Knowledge Problem

How Can Property Rights in Subsurface Water Work in West Texas?

Michael Giberson

Ogallala Aquifer image from High Plains Underground Water Conservation District #1 website

Texans who have drawn there water supplies from the vast but shrinking Ogallala Aquifer are engaged in a complex process of clarifying and/or renegotiating a more exact notion of just what rights they have to access the resource. A story in the Sunday Lubbock Avalanche-Journal provides an update.
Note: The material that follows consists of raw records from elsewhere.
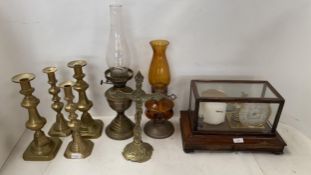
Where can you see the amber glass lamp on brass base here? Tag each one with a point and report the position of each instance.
(159, 111)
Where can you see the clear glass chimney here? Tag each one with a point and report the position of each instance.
(118, 55)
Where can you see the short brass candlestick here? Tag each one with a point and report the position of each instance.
(121, 127)
(90, 128)
(79, 147)
(42, 148)
(60, 127)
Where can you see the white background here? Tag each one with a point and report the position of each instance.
(248, 39)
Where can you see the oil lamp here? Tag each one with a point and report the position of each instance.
(118, 73)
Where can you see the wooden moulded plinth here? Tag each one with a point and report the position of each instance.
(267, 143)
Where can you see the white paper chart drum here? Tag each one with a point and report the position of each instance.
(212, 112)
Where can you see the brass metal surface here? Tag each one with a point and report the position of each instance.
(79, 147)
(159, 129)
(42, 148)
(59, 127)
(121, 127)
(138, 151)
(90, 128)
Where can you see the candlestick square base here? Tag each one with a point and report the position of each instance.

Some clever “enviropreneurs”, to invoke a term coined by PERC, have devised methods to use markets to improve the use of water. See “How the market can keep streams flowing” for an example of a program working in the Pacific Northwest. But that example deals with surface water; groundwater presents greater difficulties for measuring and monitoring resource stocks and flows.

Groundwater gets some mention in this article by Gary Libecap on “Water Woes” in the American West, but it looks like a complete groundwater rights system remains to be developed.

Metering water use will be a part of a solution. Palm Springs, California has experimented with smart metering for water use with some time-of-day pricing – partly to economize on electric power use but also to encourage conservation of water. Clearly a different kind of application than West Texas needs, but it suggests some possibilities.

Has anyone put together a groundwater rights system that works on a large scale, or is this still a grand opportunity waiting for the right enviropreneur?